但是：copy ctor 中一定是 pass by reference 的。

用法如：

int main() {
  Cowboy c2("Frankie");
  Cowboy c3(c2);    // call copy ctor
  byVal(c2);    //implicitly call copy ctor
  byRef(c2);    //None ctor called(since ref)
}

20.1.1 如何 declare 一个 copy ctor

class Example {
public:
    Example(const Example &other);  //all right!
}

记得 ctor 中我们要 copy 的对象一定是 pass by reference 的.

当我们在别的地方 call copy ctor 的时候，我们是 pass by value 的，因为 pass 一个 class object by value 就触发了 copy ctor，这就是 implicitly call copy ctor 的方式，因为 pass class object by value 就是 call copy ctor。

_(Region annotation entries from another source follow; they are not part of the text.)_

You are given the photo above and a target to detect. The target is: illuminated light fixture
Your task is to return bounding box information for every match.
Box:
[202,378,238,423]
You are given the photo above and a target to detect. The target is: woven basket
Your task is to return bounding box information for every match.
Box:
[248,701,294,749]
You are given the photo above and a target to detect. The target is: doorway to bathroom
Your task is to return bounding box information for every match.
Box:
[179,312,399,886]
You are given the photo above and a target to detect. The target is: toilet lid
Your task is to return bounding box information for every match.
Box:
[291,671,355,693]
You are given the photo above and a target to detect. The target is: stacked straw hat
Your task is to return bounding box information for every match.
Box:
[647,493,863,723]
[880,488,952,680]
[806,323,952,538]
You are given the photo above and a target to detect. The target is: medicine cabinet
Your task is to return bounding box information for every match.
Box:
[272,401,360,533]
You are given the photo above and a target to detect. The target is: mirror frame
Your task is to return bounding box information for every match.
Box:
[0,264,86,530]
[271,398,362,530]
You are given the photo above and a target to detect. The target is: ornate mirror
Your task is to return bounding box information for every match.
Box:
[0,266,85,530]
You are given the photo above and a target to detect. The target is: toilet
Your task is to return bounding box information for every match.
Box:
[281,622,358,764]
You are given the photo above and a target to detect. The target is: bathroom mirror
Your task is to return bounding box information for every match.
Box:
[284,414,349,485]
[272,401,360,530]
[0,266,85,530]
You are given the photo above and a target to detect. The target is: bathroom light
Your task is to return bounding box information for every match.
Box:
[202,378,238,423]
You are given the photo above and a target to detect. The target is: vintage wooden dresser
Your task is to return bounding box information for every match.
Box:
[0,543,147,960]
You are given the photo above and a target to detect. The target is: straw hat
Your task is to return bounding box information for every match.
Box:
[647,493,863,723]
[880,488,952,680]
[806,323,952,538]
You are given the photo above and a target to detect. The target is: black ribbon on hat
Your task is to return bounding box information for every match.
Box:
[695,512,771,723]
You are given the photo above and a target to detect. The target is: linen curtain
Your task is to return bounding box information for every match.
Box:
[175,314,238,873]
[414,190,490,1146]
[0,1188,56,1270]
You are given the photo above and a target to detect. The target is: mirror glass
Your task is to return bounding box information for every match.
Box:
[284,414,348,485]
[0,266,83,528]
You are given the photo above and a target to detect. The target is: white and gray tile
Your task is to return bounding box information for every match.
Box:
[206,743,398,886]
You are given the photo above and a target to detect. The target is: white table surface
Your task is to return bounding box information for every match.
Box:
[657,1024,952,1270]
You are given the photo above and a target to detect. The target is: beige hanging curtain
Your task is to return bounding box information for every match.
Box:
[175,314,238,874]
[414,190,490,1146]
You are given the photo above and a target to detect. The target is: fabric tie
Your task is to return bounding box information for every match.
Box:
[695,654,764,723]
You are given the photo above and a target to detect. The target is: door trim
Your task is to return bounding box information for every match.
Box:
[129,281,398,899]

正因此我们写 copy ctor 就必须把要 copy 的 object pass by reference，否则这就成为了一个 inifite recursion: copy ctor call copy ctor，recurse inifinitely.

class Example {
public:
    Example(const Example other);   //error, recurse inifinitely
}

20.1.2 default copy ctor 用以复制 dynamic set: shallow copy, 导致各种 memory error

template <typename T>
class Unordered_set {
private:
  T *elts;
  int elts_capacity;
  int elts_size;
public:
    //...
}

// implicit copy ctor: 会copy: elts(other.elts);

int main() {
  Unordered_set<int> s1(2);
  s1.insert(2);
  s1.insert(3);

  Unordered_set<int> s2 = s1;   // 现在 s1.elts 和 s2.elts 指向同一个 dynamic array! 

  s2.insert(4); 
  // s2 和 s1 指向的 dynamic array 因为 capacity 满了 并且 s2 又要 insert 所以而 call grow()了. 这意味着原本的 dynamic array 被删除了, 但是因为 s2 call 的 insert, 只有 s2 会获得 new 的 dynamic array. s1.elts 已经 dead 了
  std::cout << s1 << std::endl; // s1 指向的 dynamic array 已经被 s2 因为 grow() 删除了, 所以这里是一个 undefined behavior, 尝试 cout 一个 dead object.
}

Screenshot 2024-03-12 at 23.37.45

我们通过 implicit copy ctor，s2 = s1 copy 的是 s1 的每个 member，因而 s1.elts 和 s2.elts 指向的是 heap 中的同一个 dynamic array.

因而任何对 s1 的变化都会同时影响 s2.

这种影响会带来不可避免的错误，比如上面的代码：使用了一个 dead object.

再比如:

int main() {
  Unordered_set<int> s1(2);
  s1.insert(2);
  s1.insert(3);
  Unordered_set<int> s2 = s1;
}
// 在 program 结束后 error, 因为这个时候 s1 和 s2 都自动 call dtor, 但是它们的 elts 指向的 dynamic error 是同一个, 因而 double delete 了.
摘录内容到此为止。